For an answer it was a relatively simple thing to hop over to the manage subscriptions page in Google Reader and see the number: 390. Three-hundred and ninety?! Really? After giving Darren his answer, I set about some feed whacking.
On the first pass (which took longer than it should have – GReader has a poor feed mgmt UI, imo) I trimmed almost 100 old feeds. These were mostly comment feeds from posts I wanted to follow several months ago or blogs that I was interested in for a specific reason at a certain time – but are no longer of interest.
So I am left about 300 feeds – that’s still too many. There are many that have simply withered on the vine.

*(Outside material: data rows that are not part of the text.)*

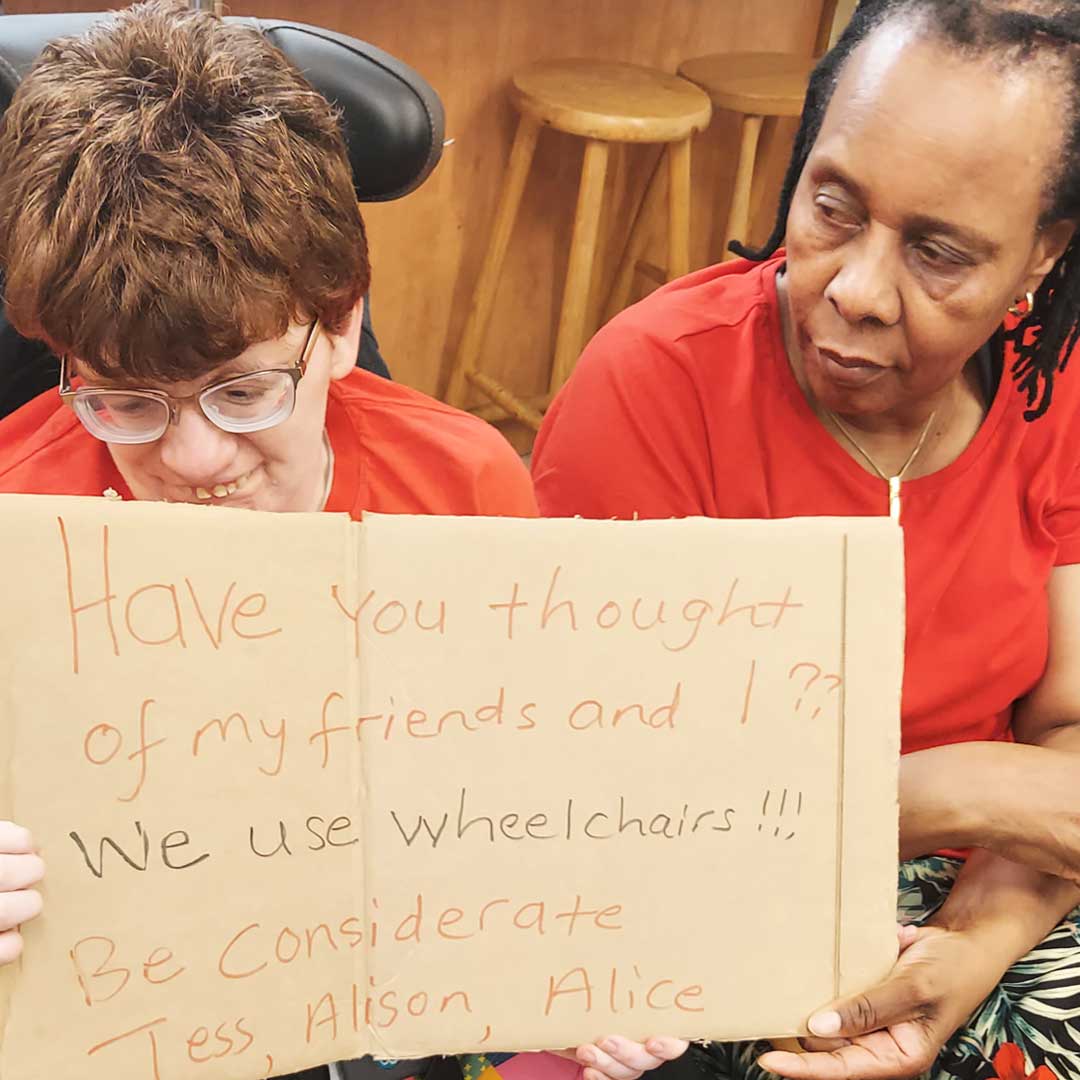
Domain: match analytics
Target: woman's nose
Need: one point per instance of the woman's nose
(194, 449)
(865, 288)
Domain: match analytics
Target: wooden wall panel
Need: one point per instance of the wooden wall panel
(427, 248)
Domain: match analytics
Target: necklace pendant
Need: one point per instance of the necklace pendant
(894, 498)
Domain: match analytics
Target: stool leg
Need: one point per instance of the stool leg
(639, 235)
(678, 210)
(483, 299)
(571, 322)
(739, 216)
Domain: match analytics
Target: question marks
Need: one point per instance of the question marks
(832, 683)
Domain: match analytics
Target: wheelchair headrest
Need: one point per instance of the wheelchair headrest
(391, 118)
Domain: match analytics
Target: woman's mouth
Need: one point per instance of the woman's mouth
(852, 372)
(219, 491)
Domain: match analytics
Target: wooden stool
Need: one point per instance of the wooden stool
(761, 86)
(602, 103)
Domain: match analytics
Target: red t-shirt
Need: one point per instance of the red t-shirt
(395, 451)
(686, 405)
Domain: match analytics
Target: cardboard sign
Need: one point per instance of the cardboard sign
(309, 790)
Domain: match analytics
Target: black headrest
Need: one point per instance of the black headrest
(392, 119)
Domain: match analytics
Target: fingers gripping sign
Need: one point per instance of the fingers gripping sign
(898, 1028)
(620, 1058)
(21, 867)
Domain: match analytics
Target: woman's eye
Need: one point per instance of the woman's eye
(835, 212)
(132, 407)
(939, 258)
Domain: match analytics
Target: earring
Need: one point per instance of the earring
(1014, 310)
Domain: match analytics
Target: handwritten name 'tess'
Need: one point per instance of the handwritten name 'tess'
(180, 613)
(104, 971)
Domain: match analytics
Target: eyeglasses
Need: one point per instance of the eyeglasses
(244, 403)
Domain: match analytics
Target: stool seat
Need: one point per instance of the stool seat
(618, 103)
(764, 84)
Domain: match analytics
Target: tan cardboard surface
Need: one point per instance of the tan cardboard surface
(439, 784)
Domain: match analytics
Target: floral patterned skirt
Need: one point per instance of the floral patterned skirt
(1034, 1014)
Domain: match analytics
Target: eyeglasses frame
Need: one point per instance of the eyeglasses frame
(173, 402)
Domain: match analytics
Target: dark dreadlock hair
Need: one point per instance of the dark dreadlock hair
(1024, 30)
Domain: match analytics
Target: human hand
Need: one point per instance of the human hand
(21, 866)
(619, 1058)
(898, 1028)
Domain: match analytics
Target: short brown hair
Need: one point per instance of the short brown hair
(172, 191)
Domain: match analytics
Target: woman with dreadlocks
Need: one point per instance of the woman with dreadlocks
(906, 353)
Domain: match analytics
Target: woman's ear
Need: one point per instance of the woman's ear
(1049, 248)
(346, 345)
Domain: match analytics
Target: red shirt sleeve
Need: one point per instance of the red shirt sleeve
(1063, 522)
(625, 437)
(504, 487)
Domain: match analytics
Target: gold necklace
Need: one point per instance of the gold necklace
(893, 482)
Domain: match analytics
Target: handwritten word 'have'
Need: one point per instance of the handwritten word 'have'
(161, 612)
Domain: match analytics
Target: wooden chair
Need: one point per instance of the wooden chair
(761, 88)
(602, 103)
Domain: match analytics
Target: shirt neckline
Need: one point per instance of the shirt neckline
(348, 460)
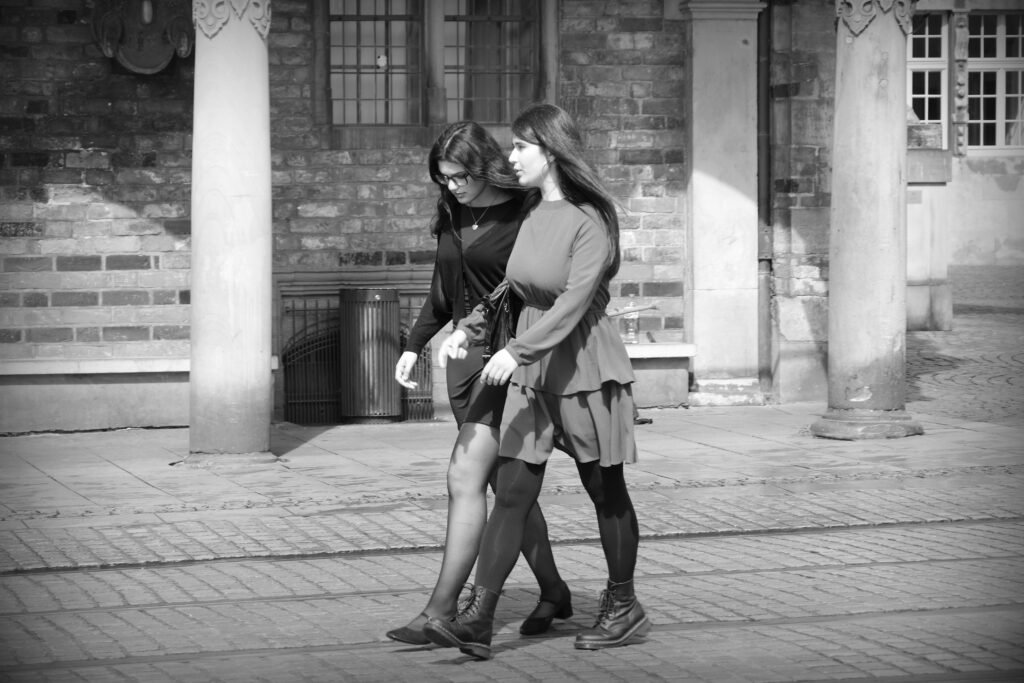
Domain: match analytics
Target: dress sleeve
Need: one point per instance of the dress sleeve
(434, 314)
(588, 265)
(474, 324)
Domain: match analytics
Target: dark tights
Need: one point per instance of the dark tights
(518, 487)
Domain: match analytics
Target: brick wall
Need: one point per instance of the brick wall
(623, 77)
(94, 169)
(802, 92)
(95, 172)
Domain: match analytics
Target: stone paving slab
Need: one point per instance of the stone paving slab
(979, 646)
(660, 513)
(858, 604)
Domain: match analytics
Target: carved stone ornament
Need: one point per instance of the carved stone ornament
(856, 14)
(212, 15)
(961, 39)
(143, 35)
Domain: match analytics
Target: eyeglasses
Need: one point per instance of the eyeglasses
(460, 179)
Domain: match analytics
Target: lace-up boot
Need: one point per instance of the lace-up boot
(471, 629)
(621, 620)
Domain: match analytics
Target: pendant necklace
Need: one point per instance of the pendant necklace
(476, 221)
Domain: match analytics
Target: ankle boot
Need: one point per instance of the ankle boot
(548, 609)
(621, 620)
(471, 629)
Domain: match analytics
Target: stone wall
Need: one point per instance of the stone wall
(94, 169)
(623, 77)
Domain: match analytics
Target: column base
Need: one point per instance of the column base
(862, 424)
(226, 461)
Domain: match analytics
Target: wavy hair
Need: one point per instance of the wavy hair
(469, 144)
(552, 128)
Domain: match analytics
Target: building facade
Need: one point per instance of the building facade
(709, 120)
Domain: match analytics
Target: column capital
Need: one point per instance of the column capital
(211, 15)
(713, 9)
(856, 14)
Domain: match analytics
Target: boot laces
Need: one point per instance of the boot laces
(604, 608)
(465, 600)
(469, 606)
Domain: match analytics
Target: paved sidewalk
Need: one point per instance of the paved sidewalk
(906, 564)
(118, 498)
(123, 497)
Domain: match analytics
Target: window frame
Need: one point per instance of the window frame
(434, 119)
(932, 65)
(998, 68)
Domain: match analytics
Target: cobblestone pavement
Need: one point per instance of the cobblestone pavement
(975, 371)
(767, 555)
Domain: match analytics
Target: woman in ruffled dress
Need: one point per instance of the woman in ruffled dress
(479, 212)
(570, 382)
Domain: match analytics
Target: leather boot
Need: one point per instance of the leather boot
(621, 620)
(471, 629)
(548, 609)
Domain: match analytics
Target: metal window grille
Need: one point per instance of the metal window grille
(491, 57)
(311, 366)
(376, 61)
(995, 81)
(928, 67)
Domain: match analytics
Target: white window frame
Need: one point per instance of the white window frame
(999, 67)
(434, 101)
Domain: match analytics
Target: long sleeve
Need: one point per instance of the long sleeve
(564, 341)
(434, 314)
(588, 264)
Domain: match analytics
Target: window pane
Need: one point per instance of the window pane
(1015, 36)
(492, 53)
(988, 134)
(375, 61)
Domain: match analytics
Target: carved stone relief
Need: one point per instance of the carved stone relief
(212, 15)
(143, 35)
(856, 14)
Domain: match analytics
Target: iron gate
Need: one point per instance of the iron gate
(312, 370)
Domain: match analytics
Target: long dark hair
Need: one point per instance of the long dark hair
(553, 129)
(469, 144)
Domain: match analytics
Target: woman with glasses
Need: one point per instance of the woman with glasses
(479, 210)
(570, 382)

A quick look at the Subscriptions Trends page shows two that have NEVER been updated (ZAP!) and almost forty that haven’t been updated since mid-2007 or earlier and flagged by Google Reader as inactive. I’m inclined to leave these as they are since they clearly do not add to the influx of new posts every day – and there may be useful content in those posts that I’ll want access to someday.

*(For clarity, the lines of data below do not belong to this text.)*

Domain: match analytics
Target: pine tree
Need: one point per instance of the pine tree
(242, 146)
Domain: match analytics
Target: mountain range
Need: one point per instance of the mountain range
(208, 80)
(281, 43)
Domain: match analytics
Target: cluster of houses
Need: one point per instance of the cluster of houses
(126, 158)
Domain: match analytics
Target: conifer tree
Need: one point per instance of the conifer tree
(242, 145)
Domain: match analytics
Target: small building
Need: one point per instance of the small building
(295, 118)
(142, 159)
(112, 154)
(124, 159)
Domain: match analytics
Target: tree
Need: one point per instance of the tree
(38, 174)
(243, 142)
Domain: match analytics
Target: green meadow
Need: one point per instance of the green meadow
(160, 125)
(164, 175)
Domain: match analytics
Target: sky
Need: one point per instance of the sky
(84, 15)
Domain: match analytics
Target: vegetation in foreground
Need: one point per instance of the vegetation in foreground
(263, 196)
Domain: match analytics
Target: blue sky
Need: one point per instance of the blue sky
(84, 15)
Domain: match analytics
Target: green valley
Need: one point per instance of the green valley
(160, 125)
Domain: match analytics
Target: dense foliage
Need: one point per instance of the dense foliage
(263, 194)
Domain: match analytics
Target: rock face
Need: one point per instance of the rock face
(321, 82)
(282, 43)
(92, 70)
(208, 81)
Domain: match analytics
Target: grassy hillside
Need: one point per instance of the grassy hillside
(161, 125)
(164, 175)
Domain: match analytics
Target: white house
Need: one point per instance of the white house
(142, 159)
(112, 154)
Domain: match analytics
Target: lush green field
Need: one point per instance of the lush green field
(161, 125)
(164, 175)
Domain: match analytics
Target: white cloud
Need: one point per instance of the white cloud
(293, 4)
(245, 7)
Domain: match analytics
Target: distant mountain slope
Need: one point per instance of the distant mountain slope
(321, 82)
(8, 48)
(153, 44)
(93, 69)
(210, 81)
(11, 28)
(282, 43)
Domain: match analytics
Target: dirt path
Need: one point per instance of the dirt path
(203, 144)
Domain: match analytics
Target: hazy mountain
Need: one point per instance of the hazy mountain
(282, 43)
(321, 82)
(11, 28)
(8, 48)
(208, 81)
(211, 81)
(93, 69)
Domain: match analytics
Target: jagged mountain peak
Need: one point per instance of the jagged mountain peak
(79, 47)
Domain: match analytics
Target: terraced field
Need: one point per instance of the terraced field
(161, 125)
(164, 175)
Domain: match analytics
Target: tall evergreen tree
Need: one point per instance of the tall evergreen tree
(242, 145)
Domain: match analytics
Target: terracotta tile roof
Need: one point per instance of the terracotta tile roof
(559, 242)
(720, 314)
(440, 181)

All of which, I think, points to the irrelevance of Darren’s original question (no offense, Darren – I didn’t realize it either until I dug a little). I could be subscribed to 2000 RSS feeds, but if only a handful are active, the number is meaningless. What is significant, however, is how many posts flow through my daily ‘river of news’. The answer to that requires just the tiniest bit of math. Google reader reports that I have ‘read’ 9107 items in the past 30 days. That averages out to just a hair over 300 items per day. Wow.
The items/day average also requires some qualification since most posts that come through my reader never get more than the few nanoseconds it takes me to read the headline and move on.